Hosea
Hosea son of Beeri is the eighth-century prophet whose marriage to Gomer becomes the lived sign of Yahweh's covenant with Israel. The book that bears his name opens with a triple naming of children and ends, in chapter one, with a reversal that the apostle Paul will later cite as the warrant for calling Gentiles "my people."
The Prophet and His Times
The book opens by anchoring Hosea to four Judahite kings and one Israelite: "The word of Yahweh that came to Hosea the son of Beeri, in the days of Uzziah, Jotham, Ahaz, and Hezekiah, kings of Judah, and in the days of Jeroboam the son of Joash, king of Israel" (Hos 1:1). The reign-list straddles the eighth century and the long northern decline. His ministry begins under the prosperous reign of Jeroboam II and runs into the period of Judah's southern kings whose names dominate the prophetic corpus.
The Marriage Sign
The first divine word to him is not a sermon but a marriage. "When Yahweh spoke at the first by Hosea, Yahweh said to Hosea, Go, take to yourself a wife of whoring and children of whoring; for the land commits great whoring, [departing] from Yahweh" (Hos 1:2).

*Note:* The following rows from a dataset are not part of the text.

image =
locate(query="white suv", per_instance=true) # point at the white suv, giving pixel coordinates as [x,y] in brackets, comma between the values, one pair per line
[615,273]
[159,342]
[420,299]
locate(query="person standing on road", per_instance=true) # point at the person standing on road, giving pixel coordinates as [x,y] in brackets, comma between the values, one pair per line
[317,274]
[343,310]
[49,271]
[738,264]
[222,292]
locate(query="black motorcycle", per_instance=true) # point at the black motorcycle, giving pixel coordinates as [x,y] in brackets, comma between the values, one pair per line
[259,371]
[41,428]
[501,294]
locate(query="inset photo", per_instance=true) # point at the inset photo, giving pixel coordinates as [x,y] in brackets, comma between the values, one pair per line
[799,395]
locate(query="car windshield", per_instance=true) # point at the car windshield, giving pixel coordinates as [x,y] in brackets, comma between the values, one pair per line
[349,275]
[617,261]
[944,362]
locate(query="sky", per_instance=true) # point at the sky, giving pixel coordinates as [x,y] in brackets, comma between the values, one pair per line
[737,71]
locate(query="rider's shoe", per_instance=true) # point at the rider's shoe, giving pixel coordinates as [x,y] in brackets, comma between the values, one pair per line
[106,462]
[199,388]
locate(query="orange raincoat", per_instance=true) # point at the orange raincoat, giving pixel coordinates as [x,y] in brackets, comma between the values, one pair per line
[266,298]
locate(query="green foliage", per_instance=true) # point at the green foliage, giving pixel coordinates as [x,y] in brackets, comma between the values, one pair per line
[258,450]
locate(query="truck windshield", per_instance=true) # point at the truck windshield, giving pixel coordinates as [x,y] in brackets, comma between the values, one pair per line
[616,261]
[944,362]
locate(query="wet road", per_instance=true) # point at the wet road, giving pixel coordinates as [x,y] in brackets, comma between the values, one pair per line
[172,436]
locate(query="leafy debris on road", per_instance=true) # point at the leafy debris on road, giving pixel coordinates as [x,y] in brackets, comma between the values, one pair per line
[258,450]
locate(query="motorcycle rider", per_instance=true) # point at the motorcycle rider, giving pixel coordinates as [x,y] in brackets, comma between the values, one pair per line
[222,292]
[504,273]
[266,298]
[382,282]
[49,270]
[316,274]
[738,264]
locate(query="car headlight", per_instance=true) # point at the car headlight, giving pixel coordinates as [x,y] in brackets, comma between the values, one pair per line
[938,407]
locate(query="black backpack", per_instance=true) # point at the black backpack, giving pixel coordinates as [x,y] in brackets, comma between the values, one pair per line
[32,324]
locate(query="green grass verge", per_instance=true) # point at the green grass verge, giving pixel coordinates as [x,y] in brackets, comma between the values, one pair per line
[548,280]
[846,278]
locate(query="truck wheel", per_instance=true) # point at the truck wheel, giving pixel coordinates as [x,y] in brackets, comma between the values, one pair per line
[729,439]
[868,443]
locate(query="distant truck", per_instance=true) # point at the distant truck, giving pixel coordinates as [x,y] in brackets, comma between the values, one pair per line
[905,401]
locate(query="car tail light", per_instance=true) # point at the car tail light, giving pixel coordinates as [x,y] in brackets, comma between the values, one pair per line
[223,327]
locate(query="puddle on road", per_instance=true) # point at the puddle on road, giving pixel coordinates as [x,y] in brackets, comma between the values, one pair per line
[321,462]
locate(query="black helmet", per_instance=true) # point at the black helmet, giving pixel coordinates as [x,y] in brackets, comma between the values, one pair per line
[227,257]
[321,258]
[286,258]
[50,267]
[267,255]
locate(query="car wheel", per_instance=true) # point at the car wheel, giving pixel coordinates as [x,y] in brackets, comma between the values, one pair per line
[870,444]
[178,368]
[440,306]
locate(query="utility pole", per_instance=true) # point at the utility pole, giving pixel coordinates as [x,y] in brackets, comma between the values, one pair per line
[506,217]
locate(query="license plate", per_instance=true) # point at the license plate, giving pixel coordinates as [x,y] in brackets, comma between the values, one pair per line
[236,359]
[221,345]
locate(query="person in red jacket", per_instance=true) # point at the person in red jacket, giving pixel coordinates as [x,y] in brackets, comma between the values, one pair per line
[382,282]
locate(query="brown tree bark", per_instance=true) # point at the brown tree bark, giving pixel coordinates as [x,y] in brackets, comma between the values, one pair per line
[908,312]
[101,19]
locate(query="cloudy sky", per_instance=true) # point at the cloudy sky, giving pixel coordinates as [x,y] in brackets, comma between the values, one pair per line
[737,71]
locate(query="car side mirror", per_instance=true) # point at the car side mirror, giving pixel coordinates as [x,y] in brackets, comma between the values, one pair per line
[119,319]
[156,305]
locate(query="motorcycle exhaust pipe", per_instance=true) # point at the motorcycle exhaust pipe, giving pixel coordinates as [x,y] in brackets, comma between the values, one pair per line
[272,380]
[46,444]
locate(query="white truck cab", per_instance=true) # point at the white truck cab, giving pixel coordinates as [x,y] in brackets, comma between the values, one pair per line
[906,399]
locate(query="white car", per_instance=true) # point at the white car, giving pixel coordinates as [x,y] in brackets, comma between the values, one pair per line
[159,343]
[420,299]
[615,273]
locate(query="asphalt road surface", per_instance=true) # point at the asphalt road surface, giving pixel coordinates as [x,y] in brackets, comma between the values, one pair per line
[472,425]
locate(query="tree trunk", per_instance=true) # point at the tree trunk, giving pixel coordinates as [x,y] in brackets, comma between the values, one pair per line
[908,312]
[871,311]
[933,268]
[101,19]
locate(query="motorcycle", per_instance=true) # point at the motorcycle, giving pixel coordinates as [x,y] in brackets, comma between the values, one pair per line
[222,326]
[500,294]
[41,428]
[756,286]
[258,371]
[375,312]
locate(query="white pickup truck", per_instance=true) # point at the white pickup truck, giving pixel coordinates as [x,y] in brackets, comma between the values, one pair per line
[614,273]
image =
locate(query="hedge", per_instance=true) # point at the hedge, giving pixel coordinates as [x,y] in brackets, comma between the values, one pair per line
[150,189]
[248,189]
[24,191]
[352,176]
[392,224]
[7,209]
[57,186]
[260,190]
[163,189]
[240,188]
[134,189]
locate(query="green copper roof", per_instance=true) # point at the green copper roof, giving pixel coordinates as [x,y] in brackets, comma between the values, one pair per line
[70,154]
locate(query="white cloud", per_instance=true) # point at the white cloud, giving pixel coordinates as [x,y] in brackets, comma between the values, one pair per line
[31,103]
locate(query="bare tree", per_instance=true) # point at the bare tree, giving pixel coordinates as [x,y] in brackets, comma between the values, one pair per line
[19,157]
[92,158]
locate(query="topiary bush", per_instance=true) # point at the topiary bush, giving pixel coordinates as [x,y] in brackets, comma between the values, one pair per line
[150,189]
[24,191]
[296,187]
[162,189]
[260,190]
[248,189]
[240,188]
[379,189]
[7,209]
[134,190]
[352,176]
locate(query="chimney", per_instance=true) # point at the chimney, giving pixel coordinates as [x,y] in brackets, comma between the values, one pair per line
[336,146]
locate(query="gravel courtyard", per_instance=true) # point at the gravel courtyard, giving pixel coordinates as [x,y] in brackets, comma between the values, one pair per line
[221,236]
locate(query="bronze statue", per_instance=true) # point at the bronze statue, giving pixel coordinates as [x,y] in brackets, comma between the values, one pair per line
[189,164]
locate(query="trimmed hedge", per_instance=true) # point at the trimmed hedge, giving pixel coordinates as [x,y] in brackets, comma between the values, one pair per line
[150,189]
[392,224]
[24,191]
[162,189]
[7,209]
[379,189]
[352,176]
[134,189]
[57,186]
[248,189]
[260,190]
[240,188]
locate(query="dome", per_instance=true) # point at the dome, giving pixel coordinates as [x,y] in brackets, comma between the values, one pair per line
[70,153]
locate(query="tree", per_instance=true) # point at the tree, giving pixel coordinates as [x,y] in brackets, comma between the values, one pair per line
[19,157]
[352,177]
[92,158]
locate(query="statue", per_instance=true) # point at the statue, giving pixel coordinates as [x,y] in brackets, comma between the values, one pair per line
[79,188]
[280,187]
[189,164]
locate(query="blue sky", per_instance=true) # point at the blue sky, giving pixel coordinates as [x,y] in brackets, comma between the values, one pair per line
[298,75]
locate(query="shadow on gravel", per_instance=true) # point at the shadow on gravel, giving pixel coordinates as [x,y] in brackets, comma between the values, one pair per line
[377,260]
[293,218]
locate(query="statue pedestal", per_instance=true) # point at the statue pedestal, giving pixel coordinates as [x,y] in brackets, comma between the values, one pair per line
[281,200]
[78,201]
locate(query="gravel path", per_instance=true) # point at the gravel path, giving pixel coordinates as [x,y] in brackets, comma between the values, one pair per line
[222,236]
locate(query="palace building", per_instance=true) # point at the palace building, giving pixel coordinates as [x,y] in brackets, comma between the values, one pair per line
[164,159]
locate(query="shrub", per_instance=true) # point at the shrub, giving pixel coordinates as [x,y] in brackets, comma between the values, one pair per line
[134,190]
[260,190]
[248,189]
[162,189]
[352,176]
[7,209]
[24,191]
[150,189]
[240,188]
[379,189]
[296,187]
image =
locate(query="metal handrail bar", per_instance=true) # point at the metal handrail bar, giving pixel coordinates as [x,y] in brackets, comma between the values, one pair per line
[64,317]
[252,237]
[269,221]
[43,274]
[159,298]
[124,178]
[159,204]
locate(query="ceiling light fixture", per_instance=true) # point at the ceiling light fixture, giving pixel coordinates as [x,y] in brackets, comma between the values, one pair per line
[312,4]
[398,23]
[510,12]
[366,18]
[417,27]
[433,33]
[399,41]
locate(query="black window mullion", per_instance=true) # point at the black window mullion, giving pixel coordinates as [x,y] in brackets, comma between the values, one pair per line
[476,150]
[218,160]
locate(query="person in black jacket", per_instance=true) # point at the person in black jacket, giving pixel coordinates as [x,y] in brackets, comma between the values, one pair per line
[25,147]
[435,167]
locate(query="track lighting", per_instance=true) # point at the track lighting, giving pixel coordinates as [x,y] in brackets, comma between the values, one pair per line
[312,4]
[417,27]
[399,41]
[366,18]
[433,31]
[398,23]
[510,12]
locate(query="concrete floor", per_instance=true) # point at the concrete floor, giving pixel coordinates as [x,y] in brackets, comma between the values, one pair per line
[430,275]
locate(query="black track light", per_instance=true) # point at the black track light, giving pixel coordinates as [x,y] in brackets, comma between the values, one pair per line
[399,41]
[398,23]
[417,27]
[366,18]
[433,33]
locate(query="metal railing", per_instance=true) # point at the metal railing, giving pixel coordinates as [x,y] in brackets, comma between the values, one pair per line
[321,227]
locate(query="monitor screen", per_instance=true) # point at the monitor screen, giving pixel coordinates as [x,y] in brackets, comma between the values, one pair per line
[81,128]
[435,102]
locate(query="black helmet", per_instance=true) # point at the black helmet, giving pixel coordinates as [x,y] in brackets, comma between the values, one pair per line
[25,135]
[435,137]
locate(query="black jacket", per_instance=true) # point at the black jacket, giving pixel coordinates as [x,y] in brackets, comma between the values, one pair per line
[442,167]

The personal act and the national charge are one. He obeys: "So he went and took Gomer the daughter of Diblaim; and she became pregnant, and bore him a son" (Hos 1:3). The household becomes the prophecy.
The Three Children
Each child gets a name that is itself an oracle. The first son is Jezreel: "Call his name Jezreel; for yet a little while, and I will avenge the blood of Jezreel on the house of Jehu, and will cause the kingdom of the house of Israel to cease. And it will come to pass at that day, that I will break the bow of Israel in the valley of Jezreel" (Hos 1:4-5). The valley that Jehu's purge had drenched in blood becomes the site of the northern kingdom's military undoing.

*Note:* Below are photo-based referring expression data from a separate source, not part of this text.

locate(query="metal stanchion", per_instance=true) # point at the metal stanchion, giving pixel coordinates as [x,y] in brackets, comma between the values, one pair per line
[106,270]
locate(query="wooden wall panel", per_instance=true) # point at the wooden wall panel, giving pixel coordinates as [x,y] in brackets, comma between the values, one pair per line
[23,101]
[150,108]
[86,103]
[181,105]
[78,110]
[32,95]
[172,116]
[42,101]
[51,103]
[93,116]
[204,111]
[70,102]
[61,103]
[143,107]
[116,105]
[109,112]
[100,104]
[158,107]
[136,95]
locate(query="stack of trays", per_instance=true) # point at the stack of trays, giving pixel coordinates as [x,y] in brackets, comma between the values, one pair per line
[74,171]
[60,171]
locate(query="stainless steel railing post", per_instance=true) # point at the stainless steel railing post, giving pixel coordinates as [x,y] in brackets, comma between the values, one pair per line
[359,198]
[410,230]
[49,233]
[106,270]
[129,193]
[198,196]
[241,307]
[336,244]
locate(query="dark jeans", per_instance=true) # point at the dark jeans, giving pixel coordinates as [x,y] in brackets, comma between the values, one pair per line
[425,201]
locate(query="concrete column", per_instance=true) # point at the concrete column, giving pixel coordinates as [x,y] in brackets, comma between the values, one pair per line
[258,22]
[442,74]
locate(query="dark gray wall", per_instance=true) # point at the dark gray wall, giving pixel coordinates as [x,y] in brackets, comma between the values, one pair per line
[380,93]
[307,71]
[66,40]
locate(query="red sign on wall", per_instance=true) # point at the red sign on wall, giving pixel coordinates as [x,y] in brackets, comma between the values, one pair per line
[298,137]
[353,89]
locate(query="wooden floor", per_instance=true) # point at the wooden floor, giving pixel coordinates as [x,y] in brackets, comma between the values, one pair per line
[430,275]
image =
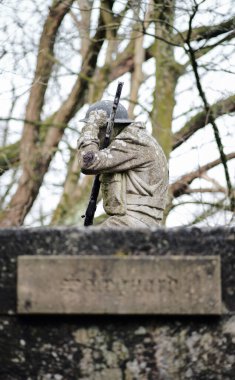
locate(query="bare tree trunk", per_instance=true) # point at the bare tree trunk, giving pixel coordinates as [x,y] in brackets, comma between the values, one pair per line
[166,75]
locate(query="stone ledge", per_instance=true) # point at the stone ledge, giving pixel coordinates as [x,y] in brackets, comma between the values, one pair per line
[96,241]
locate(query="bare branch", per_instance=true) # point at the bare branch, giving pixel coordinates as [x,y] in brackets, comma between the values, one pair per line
[181,186]
[200,120]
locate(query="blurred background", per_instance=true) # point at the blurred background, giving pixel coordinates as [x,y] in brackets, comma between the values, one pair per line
[177,60]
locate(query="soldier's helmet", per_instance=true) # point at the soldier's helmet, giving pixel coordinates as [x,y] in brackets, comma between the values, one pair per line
[106,105]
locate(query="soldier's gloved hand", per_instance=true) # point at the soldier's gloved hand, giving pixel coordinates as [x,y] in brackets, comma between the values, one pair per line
[98,118]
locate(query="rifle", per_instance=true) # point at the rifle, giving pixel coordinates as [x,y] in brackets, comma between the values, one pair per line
[91,208]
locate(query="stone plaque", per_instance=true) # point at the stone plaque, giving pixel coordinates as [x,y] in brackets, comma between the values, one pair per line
[119,285]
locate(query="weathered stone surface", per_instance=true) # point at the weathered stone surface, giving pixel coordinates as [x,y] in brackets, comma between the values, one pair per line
[109,348]
[95,241]
[119,285]
[123,347]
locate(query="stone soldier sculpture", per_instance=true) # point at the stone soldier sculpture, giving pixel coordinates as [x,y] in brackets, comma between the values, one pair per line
[133,168]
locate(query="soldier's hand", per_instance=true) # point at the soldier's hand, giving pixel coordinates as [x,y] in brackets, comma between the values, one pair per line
[98,118]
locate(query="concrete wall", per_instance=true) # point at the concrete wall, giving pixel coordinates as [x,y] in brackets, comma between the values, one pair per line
[116,347]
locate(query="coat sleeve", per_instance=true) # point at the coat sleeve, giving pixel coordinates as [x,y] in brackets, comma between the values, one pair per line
[121,155]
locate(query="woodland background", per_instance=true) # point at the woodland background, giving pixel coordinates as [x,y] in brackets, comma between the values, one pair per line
[177,59]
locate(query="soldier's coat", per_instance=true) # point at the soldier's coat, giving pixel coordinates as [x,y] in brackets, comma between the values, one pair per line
[133,173]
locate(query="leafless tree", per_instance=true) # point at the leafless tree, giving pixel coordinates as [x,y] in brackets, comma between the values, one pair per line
[56,57]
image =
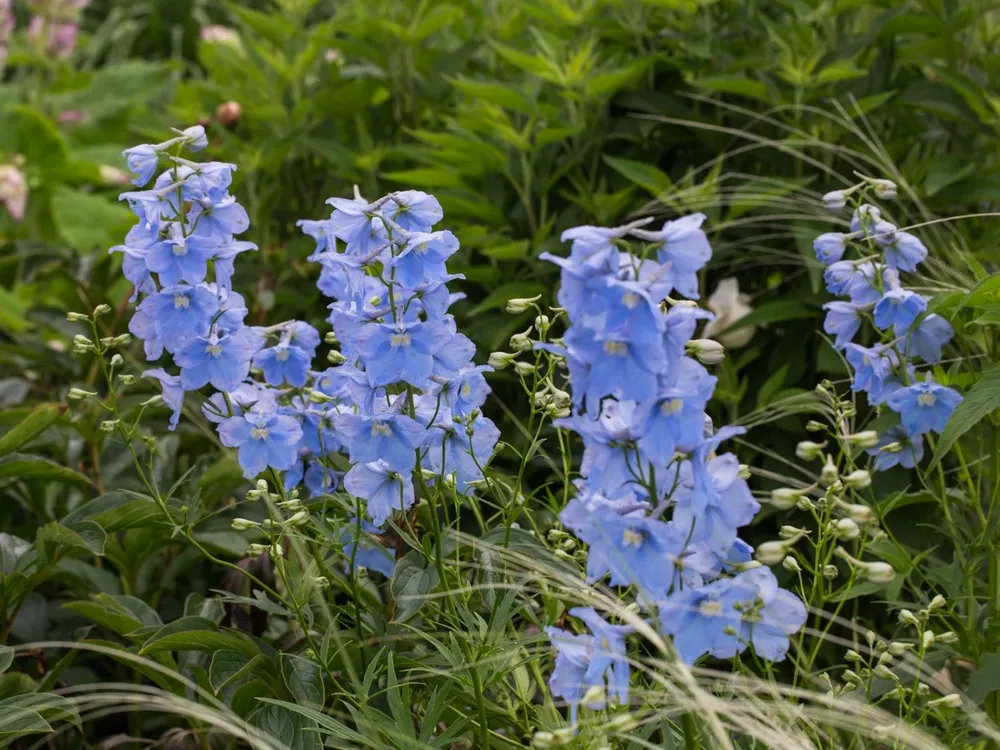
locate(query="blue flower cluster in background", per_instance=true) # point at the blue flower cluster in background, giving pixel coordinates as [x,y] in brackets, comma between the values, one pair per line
[658,507]
[404,395]
[885,370]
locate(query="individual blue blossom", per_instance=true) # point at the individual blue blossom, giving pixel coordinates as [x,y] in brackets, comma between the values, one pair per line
[843,320]
[873,370]
[223,361]
[283,363]
[383,489]
[899,308]
[178,259]
[927,337]
[264,438]
[639,551]
[415,211]
[370,554]
[713,500]
[830,247]
[405,351]
[181,311]
[906,253]
[924,407]
[908,451]
[173,392]
[392,437]
[357,225]
[142,162]
[462,449]
[683,249]
[770,614]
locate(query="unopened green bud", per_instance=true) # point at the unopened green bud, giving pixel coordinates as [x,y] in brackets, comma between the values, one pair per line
[519,305]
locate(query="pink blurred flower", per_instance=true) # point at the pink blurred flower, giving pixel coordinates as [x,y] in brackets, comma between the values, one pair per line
[13,191]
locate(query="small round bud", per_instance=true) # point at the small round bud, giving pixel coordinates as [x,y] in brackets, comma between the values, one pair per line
[501,360]
[858,479]
[228,114]
[829,474]
[846,529]
[866,439]
[521,304]
[835,200]
[954,700]
[771,553]
[706,351]
[879,572]
[809,451]
[785,498]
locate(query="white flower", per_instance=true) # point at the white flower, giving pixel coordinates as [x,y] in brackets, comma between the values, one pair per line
[729,306]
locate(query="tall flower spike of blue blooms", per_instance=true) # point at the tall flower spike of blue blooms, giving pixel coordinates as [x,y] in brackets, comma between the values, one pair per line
[886,370]
[658,508]
[409,394]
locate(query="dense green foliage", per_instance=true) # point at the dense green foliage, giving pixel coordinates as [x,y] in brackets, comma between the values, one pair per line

The daughter is Lo-ruhamah, "not pitied": "Call her name Lo-ruhamah; for I will no more have mercy on the house of Israel, that I should in any wise pardon them" (Hos 1:6). And against that rejection of the north stands a counter-promise to the south: "But I will have mercy on the house of Judah, and will save them by [the Speech of] Yahweh their God, and will not save them by bow, nor by sword, nor by battle, by horses, nor by horsemen" (Hos 1:7).

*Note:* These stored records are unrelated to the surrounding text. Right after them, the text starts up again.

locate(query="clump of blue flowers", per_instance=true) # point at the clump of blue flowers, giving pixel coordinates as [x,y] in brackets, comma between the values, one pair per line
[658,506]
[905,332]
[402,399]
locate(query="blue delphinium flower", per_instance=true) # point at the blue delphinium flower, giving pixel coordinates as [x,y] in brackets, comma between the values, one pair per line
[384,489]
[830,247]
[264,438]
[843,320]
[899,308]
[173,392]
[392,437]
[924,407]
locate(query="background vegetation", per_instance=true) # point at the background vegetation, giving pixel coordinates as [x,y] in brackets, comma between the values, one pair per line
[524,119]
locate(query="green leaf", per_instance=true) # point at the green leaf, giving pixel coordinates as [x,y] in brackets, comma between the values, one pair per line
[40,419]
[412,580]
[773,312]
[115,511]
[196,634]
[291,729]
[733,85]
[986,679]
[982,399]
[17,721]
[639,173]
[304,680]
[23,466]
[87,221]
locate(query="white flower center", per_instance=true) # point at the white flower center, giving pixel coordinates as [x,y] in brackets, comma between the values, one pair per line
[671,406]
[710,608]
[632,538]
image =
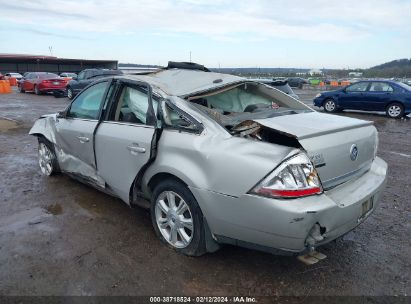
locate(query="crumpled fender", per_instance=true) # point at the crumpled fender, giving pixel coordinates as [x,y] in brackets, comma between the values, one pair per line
[46,126]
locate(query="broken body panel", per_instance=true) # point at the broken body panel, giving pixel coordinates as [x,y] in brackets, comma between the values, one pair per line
[232,152]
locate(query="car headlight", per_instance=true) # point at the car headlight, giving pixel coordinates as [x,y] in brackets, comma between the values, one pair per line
[294,177]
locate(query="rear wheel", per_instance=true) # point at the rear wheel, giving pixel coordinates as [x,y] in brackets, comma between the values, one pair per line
[395,110]
[47,157]
[177,218]
[330,106]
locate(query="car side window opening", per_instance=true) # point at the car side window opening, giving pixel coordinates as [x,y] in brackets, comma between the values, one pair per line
[357,87]
[132,106]
[174,119]
[380,87]
[87,104]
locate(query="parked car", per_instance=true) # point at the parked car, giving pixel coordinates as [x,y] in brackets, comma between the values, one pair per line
[297,82]
[215,162]
[391,97]
[85,77]
[279,84]
[18,76]
[68,76]
[42,83]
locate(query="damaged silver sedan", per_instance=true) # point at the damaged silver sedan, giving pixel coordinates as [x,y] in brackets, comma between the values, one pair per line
[218,159]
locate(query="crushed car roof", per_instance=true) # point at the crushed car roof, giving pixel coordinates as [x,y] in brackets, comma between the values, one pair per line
[180,82]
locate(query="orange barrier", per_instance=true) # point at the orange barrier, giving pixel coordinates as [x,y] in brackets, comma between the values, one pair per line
[13,81]
[5,87]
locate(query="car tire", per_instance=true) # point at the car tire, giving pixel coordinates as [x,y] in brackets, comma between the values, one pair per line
[47,157]
[177,218]
[37,91]
[330,106]
[395,110]
[70,93]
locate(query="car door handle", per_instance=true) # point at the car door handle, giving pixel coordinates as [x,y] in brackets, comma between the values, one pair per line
[83,139]
[134,148]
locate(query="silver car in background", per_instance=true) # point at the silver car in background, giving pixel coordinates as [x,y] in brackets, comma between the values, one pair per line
[218,159]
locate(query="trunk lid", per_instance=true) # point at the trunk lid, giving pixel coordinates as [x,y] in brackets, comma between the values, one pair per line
[341,148]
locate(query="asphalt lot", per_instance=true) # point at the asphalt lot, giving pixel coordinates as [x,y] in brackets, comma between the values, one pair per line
[60,237]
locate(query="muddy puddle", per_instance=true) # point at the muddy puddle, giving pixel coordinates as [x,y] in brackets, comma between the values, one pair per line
[7,124]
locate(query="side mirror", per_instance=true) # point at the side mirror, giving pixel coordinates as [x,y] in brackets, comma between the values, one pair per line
[62,114]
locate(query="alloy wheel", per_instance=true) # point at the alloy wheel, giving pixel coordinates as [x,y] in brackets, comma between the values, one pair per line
[329,105]
[394,110]
[174,219]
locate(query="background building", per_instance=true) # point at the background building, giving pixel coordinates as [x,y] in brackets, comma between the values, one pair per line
[21,63]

The third child, weaned and then followed by a son, gets the bluntest name yet: Lo-ammi, "not my people." "Call his name Lo-ammi; for you⁺ are not my people, and [my Speech] will not be [with] you⁺" (Hos 1:9). The covenant formula — I will be your God and you shall be my people — is being negated in its third syllable.
The Reversal
The chapter does not end with rejection. The same Yahweh who has just renamed Israel "not my people" turns the renaming inside-out: "Yet the number of the sons of Israel will be as the sand of the sea, which can't be measured nor numbered; and it will come to pass that, in the place where it was said to them, You⁺ are not my people, it will be said to them, [You⁺ are] the sons of the living God" (Hos 1:10). The Abrahamic sand-of-the-sea promise is reasserted over the very people who have just lost their name. And the two kingdoms are pulled back together: "And the sons of Judah and the sons of Israel will be gathered together, and they will appoint themselves one head, and will go up from the land; for great will be the day of Jezreel" (Hos 1:11). Jezreel — a moment ago the place of Israel's broken bow — becomes the day of the gathered, single-headed people.
The Apostolic Citation
Paul reaches into Hosea for the language that authorizes God's call of Gentiles into the people of God: "As he says also in Hosea, I will call that my people, which was not my people; And her beloved, that was not beloved" (Rom 9:25). The Lo-ammi / Lo-ruhamah names are repurposed — the not-people becoming people, the not-beloved becoming beloved — and the prophet's domestic sign of judgment-and-mercy is read as the pattern of the gospel's reach.